Marías hace una acendrada defensa de la autora y sienta cátedra sobre lo que es el feminismo bien entendido. Termina citando una frase de Young “el feminismo debe incluir a los hombres, no sólo como aliados sino como socios, con una misma voz y una misma humanidad”.

Si los hombres no son feministas es porque las mujeres (en fin, las feministas), se lo impedimos con nuestras malas artes.

Y yo es que me parto de risa. O sea, que si los hombres no son feministas es porque las mujeres (en fin, las feministas), se lo impedimos con nuestras malas artes.

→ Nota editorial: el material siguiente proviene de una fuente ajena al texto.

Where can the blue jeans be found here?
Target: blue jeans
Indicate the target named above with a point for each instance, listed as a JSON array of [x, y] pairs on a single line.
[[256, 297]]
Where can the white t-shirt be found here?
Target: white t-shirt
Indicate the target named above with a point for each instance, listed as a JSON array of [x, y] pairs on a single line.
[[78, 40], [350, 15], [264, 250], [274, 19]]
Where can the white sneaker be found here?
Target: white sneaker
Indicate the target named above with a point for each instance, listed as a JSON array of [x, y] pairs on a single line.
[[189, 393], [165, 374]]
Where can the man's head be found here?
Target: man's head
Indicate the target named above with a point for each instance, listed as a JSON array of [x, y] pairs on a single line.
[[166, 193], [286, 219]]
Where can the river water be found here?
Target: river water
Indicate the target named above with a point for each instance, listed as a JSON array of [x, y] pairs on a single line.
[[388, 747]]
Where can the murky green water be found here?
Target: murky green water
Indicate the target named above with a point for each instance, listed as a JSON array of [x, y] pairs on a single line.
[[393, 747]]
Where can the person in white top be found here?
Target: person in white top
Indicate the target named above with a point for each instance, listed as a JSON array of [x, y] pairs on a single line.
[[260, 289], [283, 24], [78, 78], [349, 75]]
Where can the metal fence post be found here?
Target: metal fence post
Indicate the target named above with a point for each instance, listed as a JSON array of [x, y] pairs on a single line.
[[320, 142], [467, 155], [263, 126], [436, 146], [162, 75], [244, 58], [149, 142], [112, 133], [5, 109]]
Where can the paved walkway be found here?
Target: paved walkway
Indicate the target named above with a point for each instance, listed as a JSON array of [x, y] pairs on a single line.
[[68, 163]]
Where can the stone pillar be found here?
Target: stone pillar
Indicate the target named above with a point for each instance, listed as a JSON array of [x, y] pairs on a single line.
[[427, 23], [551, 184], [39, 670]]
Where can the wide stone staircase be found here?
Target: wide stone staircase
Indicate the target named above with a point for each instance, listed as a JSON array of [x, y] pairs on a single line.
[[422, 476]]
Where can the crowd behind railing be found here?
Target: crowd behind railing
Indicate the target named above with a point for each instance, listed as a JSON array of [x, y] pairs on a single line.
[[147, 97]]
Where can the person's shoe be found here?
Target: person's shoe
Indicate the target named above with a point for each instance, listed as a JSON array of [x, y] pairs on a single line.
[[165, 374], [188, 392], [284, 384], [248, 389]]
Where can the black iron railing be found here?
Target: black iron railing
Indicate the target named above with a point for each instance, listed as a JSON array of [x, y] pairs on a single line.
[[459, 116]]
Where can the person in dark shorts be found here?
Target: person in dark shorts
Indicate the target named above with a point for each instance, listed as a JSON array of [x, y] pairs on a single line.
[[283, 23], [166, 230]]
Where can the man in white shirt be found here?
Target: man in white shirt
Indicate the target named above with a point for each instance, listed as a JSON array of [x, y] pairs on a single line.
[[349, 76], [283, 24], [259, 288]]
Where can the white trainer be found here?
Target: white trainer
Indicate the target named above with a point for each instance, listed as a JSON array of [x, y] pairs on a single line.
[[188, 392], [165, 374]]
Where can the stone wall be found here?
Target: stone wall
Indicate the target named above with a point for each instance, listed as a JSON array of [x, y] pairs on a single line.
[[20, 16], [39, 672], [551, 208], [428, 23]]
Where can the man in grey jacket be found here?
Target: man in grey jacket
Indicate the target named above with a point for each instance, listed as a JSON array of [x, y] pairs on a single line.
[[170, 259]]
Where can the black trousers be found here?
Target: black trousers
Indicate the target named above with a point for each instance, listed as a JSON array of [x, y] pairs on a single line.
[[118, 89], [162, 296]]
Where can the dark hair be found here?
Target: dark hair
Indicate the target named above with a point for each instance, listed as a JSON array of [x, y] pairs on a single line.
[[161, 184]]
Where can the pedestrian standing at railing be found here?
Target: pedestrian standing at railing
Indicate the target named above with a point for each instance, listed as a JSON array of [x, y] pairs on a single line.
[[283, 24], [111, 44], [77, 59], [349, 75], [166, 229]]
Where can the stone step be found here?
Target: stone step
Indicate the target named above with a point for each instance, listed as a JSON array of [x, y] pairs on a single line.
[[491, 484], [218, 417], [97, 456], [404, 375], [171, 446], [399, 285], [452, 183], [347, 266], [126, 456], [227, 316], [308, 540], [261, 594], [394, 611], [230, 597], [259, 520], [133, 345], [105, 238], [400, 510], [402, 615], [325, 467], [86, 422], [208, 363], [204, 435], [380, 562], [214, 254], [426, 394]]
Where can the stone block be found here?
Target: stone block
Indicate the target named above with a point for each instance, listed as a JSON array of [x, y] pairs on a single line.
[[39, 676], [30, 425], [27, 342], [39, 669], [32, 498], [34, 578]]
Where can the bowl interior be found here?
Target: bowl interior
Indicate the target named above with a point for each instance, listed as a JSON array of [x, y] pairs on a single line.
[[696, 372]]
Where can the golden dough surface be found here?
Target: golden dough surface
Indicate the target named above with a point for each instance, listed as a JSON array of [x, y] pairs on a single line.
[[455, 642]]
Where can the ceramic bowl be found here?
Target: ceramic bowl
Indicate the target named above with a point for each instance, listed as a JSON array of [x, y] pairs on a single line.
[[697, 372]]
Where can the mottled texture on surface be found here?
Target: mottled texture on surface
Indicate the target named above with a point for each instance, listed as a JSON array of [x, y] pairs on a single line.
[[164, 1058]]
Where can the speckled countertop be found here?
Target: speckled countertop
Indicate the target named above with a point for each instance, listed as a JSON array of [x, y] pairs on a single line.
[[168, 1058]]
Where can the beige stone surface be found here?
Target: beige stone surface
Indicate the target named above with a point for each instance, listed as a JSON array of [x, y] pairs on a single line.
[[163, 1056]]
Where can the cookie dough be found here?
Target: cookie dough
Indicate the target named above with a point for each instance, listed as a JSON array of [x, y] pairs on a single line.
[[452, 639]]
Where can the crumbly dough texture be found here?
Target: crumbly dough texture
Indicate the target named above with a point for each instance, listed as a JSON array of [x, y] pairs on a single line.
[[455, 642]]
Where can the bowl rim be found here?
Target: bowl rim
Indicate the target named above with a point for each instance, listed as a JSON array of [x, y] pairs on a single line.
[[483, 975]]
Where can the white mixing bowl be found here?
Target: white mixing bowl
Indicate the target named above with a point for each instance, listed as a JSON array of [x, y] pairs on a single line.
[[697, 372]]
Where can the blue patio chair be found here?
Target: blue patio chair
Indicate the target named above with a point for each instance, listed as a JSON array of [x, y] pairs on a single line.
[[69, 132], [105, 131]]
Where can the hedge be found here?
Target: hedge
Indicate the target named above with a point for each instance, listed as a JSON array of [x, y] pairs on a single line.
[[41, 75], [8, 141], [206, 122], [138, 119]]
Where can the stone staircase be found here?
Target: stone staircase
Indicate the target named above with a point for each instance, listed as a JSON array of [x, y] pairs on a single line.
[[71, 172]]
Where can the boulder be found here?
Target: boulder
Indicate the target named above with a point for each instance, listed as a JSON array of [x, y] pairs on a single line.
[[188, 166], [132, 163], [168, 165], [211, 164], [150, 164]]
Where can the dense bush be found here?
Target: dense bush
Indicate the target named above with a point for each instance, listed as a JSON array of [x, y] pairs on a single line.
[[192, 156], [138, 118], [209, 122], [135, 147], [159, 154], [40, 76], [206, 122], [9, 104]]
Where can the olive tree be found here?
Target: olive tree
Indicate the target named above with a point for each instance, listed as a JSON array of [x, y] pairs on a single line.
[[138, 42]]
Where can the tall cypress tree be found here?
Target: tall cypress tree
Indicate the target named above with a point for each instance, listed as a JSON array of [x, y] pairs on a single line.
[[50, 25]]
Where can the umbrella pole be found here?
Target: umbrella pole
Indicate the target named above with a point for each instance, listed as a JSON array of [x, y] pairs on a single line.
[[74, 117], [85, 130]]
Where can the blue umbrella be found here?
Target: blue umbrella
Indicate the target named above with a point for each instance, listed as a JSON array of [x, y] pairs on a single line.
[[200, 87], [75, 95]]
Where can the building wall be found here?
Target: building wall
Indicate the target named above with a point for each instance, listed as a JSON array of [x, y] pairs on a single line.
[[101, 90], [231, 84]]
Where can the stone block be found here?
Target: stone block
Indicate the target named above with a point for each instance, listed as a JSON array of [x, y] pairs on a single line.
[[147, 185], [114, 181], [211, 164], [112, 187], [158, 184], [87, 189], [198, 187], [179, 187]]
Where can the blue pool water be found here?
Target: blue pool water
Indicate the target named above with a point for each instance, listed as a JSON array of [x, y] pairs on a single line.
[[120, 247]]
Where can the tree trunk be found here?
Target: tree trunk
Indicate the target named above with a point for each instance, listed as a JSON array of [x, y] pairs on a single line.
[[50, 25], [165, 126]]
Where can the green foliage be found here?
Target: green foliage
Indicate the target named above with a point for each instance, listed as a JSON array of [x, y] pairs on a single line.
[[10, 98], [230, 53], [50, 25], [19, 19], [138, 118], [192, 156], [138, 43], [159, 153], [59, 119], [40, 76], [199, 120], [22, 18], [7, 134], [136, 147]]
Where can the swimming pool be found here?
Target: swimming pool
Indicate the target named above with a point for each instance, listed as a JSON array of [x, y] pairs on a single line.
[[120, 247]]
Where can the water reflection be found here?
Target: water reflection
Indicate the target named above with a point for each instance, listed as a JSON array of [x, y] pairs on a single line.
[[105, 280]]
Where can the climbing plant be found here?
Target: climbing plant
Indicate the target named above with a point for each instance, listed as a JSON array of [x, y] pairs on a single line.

Si, concretamente Marías y su amigo Reverte se dedican (según ha contado este último urbi et orbi ), a evaluar y tasar a las mujeres que se van cruzando como si las aceras de Madrid fueran una feria de ganado y las mujeres unas vacas (vacas más o menos apetitosas y follables), bueno, pues eso, que si ambos nos ven así y no están combatiendo ardientemente el maltrato que sufrimos, si ambos no se indignan de que no haya casi mujeres en la Academia ni en las instituciones prestigiosas que ellos, sin embargo, frecuentan, si nunca condenan nuestro ninguneo, etc. etc. la culpa no es suya. Es nuestra, de las feministas, que les impedimos ser “nuestros socios con una misma voz y una misma humanidad”.

Chica buena

Chica buena

 

Chica mala

Chica mala

Nuestra ruindad llega tan lejos que, como también contó urbi et orbe el bocazas de Reverte, una señora (¿señora? ¿se le puede llamar señora una que no corresponde como debe a la galantería del Señor?) llegó a declinar el magnánimo gesto del insigne escrito al cederle el paso en una puerta. Cierto que Barbijaputa, en un memorable artículo, explicó por qué actúo así esa mezquina mujer pero, vaya, todo eso son excusas.

En resumen: que muchos, muchísimos hombres están deseando hacerse feministas pero que no les dejamos, ea.